The mob violence, sparked by Islamic radicals distributing some Danish cartoons, has shown up in the world's largest Moslem nation. But in Indonesia, the few demonstrations featured eggs, not grenades, being thrown at Western embassies. There were no deaths, Few Indonesians see Islamic purity as worth dying for. While Islamic terrorism and religious intolerance are present in Indonesia, it is quite different from what exists in the Middle East. Indonesia is on the fringe of the Moslem world, and like most fringe areas, orthodoxy is less popular and pure. The Islamic fundamentalists who created Wahhabism and al Qaeda don't have wide appeal in Indonesia, where Islam did not replace earlier religions, as much as it merged with them. Not officially, of course. But in practice, Islam, as practiced by most Indonesians, could get you beheaded back in Saudi Arabia. The Islamic terrorists in Indonesia are recruited from urban groups that are trying to ape the Islamic hard core back in the Middle East. This has set up a classic "city slicker versus the country folk" situation. Most Indonesians see nothing good coming from the Islamic radicalism. The one appealing aspect of Islamic radicals, to clean up the government corruption, never materialized. The Islamic militants were found to be corrupt as well, and their terrorism has hurt the economy. The Islamic radical attacks on Indonesian traditions (for being "unIslamic" or just sinful) was not appreciated either. Attacks on non-Moslem Indonesians has not produced any benefits. In short, Islamic radicalism has been a failure to most Indonesians. There are still thousands of true believers in the cause, but with most Indonesians against them, it's hard to plan and carry out terrorist attacks when everyone is out to turn you in.
February 16, 2006: A judge sentenced an Islamic terrorist, Asep Jaya, to death, for attacks on police and Christians in the Maluku islands over the past two years.

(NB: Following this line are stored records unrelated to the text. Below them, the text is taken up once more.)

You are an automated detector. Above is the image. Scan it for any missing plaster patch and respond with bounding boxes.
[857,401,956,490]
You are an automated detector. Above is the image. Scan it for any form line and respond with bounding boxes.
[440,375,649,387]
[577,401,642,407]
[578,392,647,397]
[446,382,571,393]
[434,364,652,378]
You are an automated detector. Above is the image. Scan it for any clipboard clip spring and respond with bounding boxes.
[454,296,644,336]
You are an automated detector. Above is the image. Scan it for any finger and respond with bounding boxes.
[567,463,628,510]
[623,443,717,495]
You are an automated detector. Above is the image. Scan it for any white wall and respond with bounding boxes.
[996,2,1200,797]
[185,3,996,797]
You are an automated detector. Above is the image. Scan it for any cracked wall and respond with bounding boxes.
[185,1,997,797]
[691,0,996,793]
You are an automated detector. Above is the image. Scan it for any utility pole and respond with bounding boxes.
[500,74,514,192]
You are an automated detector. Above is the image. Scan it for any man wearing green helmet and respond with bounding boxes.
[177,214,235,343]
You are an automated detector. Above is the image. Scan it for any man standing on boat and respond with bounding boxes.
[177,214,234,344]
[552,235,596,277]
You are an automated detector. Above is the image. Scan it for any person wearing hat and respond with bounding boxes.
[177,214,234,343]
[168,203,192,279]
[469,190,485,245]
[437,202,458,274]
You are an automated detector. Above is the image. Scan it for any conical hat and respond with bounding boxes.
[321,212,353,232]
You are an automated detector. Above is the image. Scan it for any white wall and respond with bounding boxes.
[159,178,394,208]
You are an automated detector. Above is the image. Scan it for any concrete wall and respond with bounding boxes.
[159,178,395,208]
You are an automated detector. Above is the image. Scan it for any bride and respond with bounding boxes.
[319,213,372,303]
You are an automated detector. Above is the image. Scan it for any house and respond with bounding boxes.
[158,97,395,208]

February 9, 2006: Only half the navy's 121 ships and half of the air force's 114 aircraft are operational. In army is not much better off, with only a few of the 100 or so combat battalions up to strength, well trained and equipped. The force has been adequate for fighting Islamic and separatist rebels, but the generals and admirals want to be able to deal with foreign foes. This will require a lot of cash, and some reforms.